We can breathe a sigh of relief that Hurricane Sandy wasn’t as devastating to our area as it might have been. Residents of New York, New Jersey, Connecticut, and the Mid-Atlantic States are continuing to struggle with nearly unimaginable problems: the aftermath of historic levels of flooding, widespread losses of electrical power, lack of access to transit, and the corresponding loss of work.
Disasters like this one are important reminders of what an interconnected world we now live in—and how much we must rely on public agencies, along with private (but regulated) utilities, private-sector contractors, and each other as neighbors when extraordinary events happen.
Issues of this magnitude require a multi-faceted, coordinated effort to get through. Even as we pitch in as individuals to help others who have been affected, the combined public-private partnership—led by federal, state, and local officials who are trained to deploy resources and set recovery priorities—will be crucial to the East Coast’s recovery.
Events like this storm reinforce my deep belief in the importance of a strong, competent public sector. Government can address problems that otherwise defy the efforts of those trying to achieve the public’s welfare. Coping with storms and natural disasters is one element of government’s importance; so are economic downturns, which trigger important benefits like unemployment insurance and food aid to alleviate suffering until conditions improve.
Government is not all-powerful, nor should it be. Market mechanisms, private-sector economic growth, and individual responsibility are cornerstones of our political and economic system. But anyone who believes that government—at all levels—should not be an important part of our lives is not acknowledging the reality of how much we need its ability to address large challenges and make people’s lives better.
I have nothing but praise for how the response to this mega-storm has been handled by government agencies, from the President and FEMA at the federal level to Governor Patrick and MEMA at the state level and especially to our local communities. There is still a long way to go—and much depends, in the short term, on the ability of utility companies to restore power to communities paralyzed by the storm’s aftermath. Longer-term, federal aid for storm-damaged regions will be a critical part of the recovery from this historic weather event—a recovery which, with the help of government funding, will create jobs to boost our economy even further.

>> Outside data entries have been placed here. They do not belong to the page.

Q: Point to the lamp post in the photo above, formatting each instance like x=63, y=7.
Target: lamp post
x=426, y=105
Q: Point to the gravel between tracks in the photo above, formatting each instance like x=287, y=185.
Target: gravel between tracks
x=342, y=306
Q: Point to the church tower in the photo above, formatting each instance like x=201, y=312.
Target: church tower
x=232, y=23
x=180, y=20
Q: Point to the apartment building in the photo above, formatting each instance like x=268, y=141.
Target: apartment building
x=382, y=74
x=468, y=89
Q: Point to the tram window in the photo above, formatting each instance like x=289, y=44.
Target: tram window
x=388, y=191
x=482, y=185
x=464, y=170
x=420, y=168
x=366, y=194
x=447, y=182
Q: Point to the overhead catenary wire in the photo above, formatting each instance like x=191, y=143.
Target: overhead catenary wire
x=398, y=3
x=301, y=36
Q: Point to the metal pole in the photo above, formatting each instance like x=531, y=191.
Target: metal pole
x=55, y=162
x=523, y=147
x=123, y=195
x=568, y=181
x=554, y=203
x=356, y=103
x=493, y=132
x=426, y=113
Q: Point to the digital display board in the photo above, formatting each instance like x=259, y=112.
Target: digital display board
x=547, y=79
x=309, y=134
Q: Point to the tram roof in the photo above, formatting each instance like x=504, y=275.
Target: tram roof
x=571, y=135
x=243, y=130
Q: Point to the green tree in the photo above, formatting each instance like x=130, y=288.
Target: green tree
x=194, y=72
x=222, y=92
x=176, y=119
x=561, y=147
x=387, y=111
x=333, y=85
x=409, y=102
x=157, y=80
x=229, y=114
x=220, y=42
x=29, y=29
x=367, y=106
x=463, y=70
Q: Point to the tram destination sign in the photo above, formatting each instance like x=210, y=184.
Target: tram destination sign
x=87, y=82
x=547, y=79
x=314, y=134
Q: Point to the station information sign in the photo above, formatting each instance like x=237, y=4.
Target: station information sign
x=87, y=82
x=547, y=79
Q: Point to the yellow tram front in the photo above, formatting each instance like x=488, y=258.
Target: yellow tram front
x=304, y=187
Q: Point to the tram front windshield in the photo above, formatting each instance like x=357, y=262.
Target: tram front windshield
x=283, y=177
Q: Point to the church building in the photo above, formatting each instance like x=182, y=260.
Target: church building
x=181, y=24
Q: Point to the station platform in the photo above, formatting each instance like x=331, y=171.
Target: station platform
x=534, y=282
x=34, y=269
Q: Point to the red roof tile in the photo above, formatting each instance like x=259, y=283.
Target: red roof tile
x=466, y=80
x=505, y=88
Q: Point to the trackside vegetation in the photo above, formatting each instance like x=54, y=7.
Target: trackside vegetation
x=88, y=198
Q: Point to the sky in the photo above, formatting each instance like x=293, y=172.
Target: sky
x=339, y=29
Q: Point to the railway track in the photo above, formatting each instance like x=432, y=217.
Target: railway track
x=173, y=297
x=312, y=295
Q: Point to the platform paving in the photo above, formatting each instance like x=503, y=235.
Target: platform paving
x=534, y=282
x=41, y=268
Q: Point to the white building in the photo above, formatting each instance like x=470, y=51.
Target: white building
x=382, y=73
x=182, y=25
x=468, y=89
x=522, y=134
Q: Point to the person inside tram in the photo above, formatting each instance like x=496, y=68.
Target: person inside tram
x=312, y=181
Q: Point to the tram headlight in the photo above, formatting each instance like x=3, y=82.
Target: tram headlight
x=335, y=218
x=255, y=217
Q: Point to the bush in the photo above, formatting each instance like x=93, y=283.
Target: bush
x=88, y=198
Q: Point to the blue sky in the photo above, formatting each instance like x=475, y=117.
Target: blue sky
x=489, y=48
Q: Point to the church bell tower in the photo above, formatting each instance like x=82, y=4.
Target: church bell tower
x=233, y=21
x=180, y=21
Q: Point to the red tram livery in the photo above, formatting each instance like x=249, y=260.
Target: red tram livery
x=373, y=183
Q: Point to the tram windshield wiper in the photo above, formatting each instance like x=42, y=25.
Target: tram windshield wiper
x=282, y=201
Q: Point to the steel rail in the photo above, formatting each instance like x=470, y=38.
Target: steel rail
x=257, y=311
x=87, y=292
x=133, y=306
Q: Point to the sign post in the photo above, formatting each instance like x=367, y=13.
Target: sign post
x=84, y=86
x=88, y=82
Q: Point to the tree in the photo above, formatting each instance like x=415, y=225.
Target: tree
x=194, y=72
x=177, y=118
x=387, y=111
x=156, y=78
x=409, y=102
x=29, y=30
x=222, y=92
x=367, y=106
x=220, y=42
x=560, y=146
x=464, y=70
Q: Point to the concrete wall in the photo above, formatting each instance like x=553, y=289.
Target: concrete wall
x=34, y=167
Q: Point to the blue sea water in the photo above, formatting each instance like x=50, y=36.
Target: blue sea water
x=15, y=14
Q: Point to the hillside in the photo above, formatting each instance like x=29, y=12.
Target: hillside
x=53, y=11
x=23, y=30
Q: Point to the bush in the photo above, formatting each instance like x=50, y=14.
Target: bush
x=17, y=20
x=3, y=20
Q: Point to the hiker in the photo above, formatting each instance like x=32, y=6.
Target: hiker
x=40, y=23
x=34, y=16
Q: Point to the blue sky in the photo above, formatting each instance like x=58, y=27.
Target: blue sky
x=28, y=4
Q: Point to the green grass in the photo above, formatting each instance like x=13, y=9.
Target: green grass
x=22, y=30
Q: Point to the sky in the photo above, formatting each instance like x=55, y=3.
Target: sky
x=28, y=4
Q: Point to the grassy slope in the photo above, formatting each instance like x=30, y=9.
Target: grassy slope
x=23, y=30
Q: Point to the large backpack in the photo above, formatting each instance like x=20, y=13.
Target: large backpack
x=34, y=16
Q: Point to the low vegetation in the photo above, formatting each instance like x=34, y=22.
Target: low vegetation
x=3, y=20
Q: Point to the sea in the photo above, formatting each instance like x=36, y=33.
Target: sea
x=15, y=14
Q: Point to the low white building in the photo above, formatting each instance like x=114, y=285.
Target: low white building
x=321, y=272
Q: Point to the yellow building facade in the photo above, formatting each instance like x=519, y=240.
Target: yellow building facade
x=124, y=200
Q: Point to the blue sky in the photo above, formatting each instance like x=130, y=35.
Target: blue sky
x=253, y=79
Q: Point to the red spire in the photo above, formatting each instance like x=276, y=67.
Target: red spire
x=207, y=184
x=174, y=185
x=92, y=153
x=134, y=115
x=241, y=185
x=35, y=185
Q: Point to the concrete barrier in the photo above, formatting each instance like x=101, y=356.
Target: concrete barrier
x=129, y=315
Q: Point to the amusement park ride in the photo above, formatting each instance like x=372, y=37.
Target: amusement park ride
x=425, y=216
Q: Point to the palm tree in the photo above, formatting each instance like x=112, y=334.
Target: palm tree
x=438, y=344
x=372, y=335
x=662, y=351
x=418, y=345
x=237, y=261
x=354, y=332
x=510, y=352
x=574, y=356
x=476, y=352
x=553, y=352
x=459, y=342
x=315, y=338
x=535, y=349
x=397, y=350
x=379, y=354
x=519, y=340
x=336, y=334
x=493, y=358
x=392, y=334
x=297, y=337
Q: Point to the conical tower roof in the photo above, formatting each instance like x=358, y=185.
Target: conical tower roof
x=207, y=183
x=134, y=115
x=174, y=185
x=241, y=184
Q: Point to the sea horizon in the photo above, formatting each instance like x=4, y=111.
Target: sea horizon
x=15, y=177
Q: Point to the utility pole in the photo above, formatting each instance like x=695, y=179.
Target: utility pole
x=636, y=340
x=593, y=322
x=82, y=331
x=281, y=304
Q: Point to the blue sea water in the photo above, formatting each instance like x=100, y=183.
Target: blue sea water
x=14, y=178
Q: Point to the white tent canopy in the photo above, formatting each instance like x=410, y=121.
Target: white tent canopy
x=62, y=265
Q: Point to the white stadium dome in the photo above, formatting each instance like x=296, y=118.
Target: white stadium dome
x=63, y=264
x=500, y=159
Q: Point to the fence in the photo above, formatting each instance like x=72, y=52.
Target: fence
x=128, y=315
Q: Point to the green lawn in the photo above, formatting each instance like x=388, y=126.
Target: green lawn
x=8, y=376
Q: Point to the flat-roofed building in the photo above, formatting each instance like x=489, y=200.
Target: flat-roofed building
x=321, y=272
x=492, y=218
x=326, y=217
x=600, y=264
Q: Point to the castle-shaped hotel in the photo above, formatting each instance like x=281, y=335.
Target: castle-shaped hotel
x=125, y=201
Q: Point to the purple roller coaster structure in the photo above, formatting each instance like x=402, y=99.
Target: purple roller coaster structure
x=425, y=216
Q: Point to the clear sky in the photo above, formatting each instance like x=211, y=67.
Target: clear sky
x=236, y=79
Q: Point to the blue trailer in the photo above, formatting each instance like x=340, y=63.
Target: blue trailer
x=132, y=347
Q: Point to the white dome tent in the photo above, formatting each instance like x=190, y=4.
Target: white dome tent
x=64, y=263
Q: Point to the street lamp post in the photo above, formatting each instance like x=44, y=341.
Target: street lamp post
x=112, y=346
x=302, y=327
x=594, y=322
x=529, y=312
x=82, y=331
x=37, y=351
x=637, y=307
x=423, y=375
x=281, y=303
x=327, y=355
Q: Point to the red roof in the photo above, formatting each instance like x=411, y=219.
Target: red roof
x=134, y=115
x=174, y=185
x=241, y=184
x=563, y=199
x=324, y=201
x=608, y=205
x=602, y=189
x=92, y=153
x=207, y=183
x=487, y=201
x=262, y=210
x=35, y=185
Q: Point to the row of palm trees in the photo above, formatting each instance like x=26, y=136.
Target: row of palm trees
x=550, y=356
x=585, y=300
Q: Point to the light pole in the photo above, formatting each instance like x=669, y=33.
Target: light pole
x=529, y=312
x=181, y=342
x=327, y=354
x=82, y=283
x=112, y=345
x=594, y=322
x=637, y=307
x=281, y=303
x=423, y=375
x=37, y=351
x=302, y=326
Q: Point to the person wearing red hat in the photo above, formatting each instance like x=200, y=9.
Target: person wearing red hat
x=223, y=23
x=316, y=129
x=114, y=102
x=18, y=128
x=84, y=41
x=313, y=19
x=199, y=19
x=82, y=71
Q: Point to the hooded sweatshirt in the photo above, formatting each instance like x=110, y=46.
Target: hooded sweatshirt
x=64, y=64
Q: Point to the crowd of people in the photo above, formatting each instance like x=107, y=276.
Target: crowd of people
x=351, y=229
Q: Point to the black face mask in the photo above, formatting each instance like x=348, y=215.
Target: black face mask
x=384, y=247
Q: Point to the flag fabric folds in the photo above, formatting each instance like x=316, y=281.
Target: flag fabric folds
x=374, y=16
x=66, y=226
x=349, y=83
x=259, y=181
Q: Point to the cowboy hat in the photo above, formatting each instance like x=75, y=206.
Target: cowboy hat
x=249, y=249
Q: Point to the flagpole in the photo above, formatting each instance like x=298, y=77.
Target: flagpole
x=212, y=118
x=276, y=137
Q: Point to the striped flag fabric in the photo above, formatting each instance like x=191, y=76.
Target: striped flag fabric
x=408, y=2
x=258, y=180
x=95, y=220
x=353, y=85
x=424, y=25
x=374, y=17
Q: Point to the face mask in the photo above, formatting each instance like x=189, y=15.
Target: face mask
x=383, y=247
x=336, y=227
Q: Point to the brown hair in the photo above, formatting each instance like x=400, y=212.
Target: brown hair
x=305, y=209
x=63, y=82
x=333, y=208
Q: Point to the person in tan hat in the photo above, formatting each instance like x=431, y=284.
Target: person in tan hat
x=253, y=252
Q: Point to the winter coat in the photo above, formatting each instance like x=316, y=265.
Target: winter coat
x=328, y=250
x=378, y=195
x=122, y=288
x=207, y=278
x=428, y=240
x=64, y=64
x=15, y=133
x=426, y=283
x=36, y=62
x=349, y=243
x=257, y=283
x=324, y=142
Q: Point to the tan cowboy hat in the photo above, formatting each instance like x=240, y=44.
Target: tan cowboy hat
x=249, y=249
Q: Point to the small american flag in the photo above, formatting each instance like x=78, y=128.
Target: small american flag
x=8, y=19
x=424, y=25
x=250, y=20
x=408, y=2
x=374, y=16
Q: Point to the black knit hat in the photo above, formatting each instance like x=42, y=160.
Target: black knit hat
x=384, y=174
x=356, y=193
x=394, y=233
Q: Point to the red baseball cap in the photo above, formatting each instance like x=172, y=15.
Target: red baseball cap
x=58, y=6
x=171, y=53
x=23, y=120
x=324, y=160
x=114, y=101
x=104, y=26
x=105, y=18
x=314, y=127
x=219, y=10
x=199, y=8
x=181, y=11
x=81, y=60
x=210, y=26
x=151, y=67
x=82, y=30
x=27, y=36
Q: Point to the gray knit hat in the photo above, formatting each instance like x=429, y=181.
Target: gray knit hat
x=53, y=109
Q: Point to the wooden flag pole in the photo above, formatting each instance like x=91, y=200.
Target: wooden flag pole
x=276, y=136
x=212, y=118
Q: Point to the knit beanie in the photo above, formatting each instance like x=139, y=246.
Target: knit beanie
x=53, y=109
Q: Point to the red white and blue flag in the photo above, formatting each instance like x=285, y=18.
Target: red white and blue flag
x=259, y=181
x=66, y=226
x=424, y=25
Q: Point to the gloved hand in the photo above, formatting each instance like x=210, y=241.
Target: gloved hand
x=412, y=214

Big problems require help and attention from many sources, including neighbor-to-neighbor assistance and the private sector. But government has a role—an important role—in our lives, whether in times of dire emergency, economic hardship, addressing public health problems, providing public transit, preserving the environment, educating our children, or protecting our streets and our homes. And let’s not forget that government investment—in infrastructure, education, health and wellness, and so many other ways—actually boosts the private sector and increases economic growth in the long run.
As your State Representative, I will continue to advocate for a strong, efficient, and sustainable state government. Our lives, collectively and individually, are positively affected by the services and assistance that government can provide.
We’re all in this together, whether in emergencies or more stable times. Let’s make sure we are spending public dollars as wisely as possible—while investing in the public-sector services and infrastructure that benefit us all.